Pavlopoulos Georgios A, Promponas Vasilis J, Ouzounis Christos A, Iliopoulos Ioannis
Division of Basic Sciences, University of Crete Medical School, Heraklion, 71110, Greece.
Methods Mol Biol. 2014;1159:77-92. doi: 10.1007/978-1-4939-0709-0_5.
Nowadays, it is possible to identify terms corresponding to biological entities within passages in biomedical text corpora: critically, their potential relationships then need to be detected. These relationships are typically detected by co-occurrence analysis, revealing associations between bioentities through their coexistence in single sentences and/or entire abstracts. These associations implicitly define networks, whose nodes represent terms/bioentities/concepts being connected by relationship edges; edge weights might represent confidence for these semantic connections.This chapter provides a review of current methods for co-occurrence analysis, focusing on data storage, analysis, and representation. We highlight scenarios of these approaches implemented by useful tools for information extraction and knowledge inference in the field of systems biology. We illustrate the practical utility of two online resources providing services of this type-namely, STRING and BioTextQuest-concluding with a discussion of current challenges and future perspectives in the field.

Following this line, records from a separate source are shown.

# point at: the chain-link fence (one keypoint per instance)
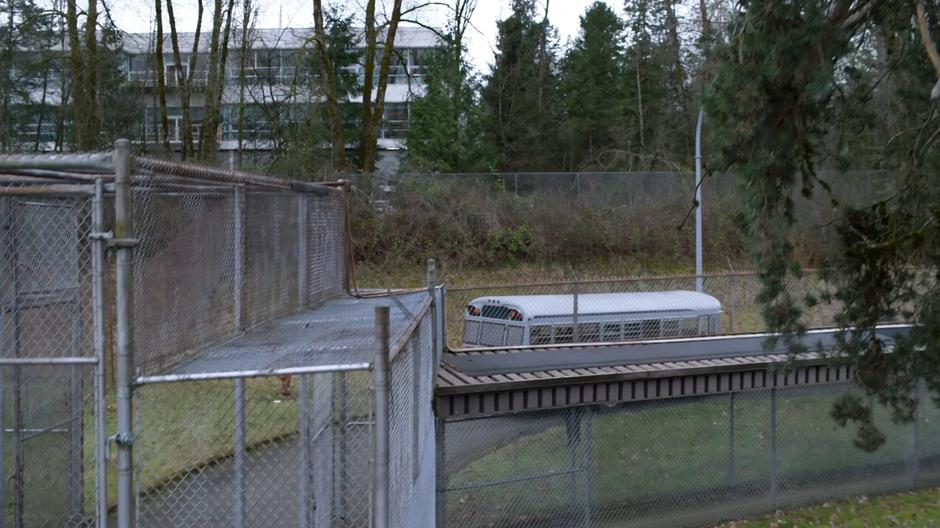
(247, 452)
(219, 256)
(577, 306)
(51, 339)
(692, 461)
(213, 302)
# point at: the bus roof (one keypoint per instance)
(532, 306)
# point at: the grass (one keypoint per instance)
(917, 509)
(648, 459)
(186, 427)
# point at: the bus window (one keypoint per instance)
(493, 334)
(563, 334)
(589, 332)
(541, 335)
(471, 332)
(690, 327)
(651, 329)
(671, 327)
(612, 332)
(632, 330)
(515, 335)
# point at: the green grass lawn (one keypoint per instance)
(918, 509)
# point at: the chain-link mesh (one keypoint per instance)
(411, 462)
(45, 277)
(47, 412)
(218, 257)
(255, 452)
(682, 462)
(47, 445)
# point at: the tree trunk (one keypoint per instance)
(218, 53)
(242, 64)
(370, 129)
(329, 82)
(80, 110)
(7, 132)
(675, 50)
(366, 134)
(161, 81)
(91, 75)
(183, 78)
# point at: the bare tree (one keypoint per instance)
(372, 111)
(84, 90)
(218, 55)
(330, 88)
(242, 81)
(184, 78)
(161, 80)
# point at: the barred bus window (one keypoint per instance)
(564, 334)
(541, 335)
(612, 332)
(633, 330)
(651, 329)
(671, 328)
(589, 332)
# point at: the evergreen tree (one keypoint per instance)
(593, 89)
(446, 132)
(772, 107)
(520, 94)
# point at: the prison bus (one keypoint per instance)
(521, 320)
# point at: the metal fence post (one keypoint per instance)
(733, 303)
(13, 309)
(573, 435)
(588, 452)
(303, 416)
(576, 330)
(416, 403)
(773, 449)
(342, 412)
(124, 308)
(239, 239)
(432, 291)
(440, 472)
(380, 488)
(3, 452)
(729, 477)
(101, 410)
(918, 414)
(240, 435)
(302, 275)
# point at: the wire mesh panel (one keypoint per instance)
(325, 260)
(48, 468)
(45, 282)
(692, 461)
(263, 451)
(411, 427)
(218, 257)
(183, 272)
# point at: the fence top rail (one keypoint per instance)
(49, 361)
(236, 374)
(476, 369)
(609, 280)
(225, 176)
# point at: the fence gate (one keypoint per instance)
(41, 316)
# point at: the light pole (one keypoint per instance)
(698, 200)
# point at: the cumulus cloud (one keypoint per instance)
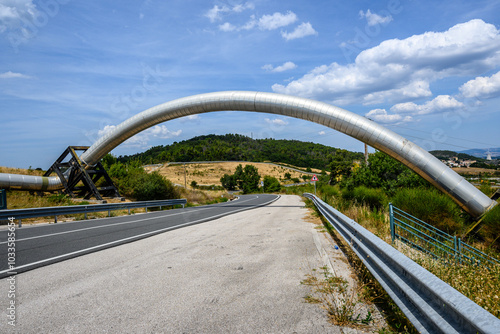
(215, 13)
(226, 26)
(277, 20)
(11, 75)
(266, 22)
(13, 12)
(285, 67)
(482, 87)
(142, 139)
(276, 121)
(303, 30)
(397, 70)
(373, 19)
(382, 116)
(439, 104)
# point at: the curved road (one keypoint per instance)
(39, 246)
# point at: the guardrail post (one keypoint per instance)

如今,在生物医学文本语料库的段落中识别与生物实体相对应的术语已成为可能:关键的是,接下来需要检测它们之间的潜在关系。这些关系通常通过共现分析来检测,通过生物实体在单句和/或整个摘要中的共存来揭示它们之间的关联。这些关联隐含地定义了网络,其节点表示由关系边连接的术语/生物实体/概念;边权重可能表示这些语义连接的置信度。本章综述了当前的共现分析方法,重点关注数据存储、分析和表示。我们强调了这些方法在系统生物学领域中用于信息提取和知识推理的有用工具所实现的场景。我们说明了提供此类服务的两个在线资源——STRING和BioTextQuest的实际效用,并讨论了该领域当前的挑战和未来前景。